Testing is really significant. In some markets $49.95 will beat $50. I know of a test that $10 beat $9.49 4 to 1!

In all things testing is perhaps the most useful thing a startup, can do.

Testing separates the winners from the losers and continued testing separates the flash in the pans with long term success.

What you will find is, the results are many times not one one would expect & are different in every market and time of year.

answered Oct 10 '09 at 14:07
Mark Thurston
121 points
  • Can you provide more info on the 10 vs. 9.49 test? how do you price test without risk of aggravating customers? (coupons?) do you have any data on retention rates between the two groups? – Burritoboy 13 years ago


I would recommend you look at pricing your subscription software without the cents but ending in 9. So in your $50 example, use $49. In the end, it really depends on the nature of the software solution you are offering, your overall offering mix and pricing structure and who your target customers are.

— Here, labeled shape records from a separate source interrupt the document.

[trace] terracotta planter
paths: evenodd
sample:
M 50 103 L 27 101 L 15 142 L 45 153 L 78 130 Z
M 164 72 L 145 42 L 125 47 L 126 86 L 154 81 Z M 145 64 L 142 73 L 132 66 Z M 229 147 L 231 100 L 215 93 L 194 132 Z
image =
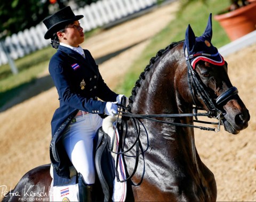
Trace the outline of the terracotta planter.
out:
M 214 16 L 226 32 L 231 40 L 234 40 L 256 30 L 256 2 L 228 13 Z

Value Messaging: It's not the price they don't like, but what they infer they are (or are not) getting for that cost.

answered Oct 10 '09 at 05:12
Chris Hopf
101 points
  • This makes sense; 2-digit is the simplest price you can offer ($50 and $49 are both 2 digits). The left-digit effect is powerful: take a look at Apple - they are a premium brand, but still list prices this way (e.g. $1499 and not $1500). – R00fus 12 years ago


I tested this number once 19 / 19.99 / 19.95 and in this case (web services) 19 was the winner with 60% more signups.

answered Jun 16 '10 at 11:51
Dean Hamton
112 points
  • interesting... wonder how that test would have gone if you offered a straight-up $20 as a fourth option. – R00fus 12 years ago


An A/B test using Google Website Optimizer may be the best route here (and it should be really simple to test, though a bit more complex on the back-end payment creation side). My experience has been that even numbers - $50, $100, $250, etc. have more of a "premium" feel vs. $99.95, $79.99, $19.97, etc. which "feel" like more bargain/discount services. Still, I don't think anyone's experience is as relevant as testing against your user base, so that would be my best advice. Every product and client are different.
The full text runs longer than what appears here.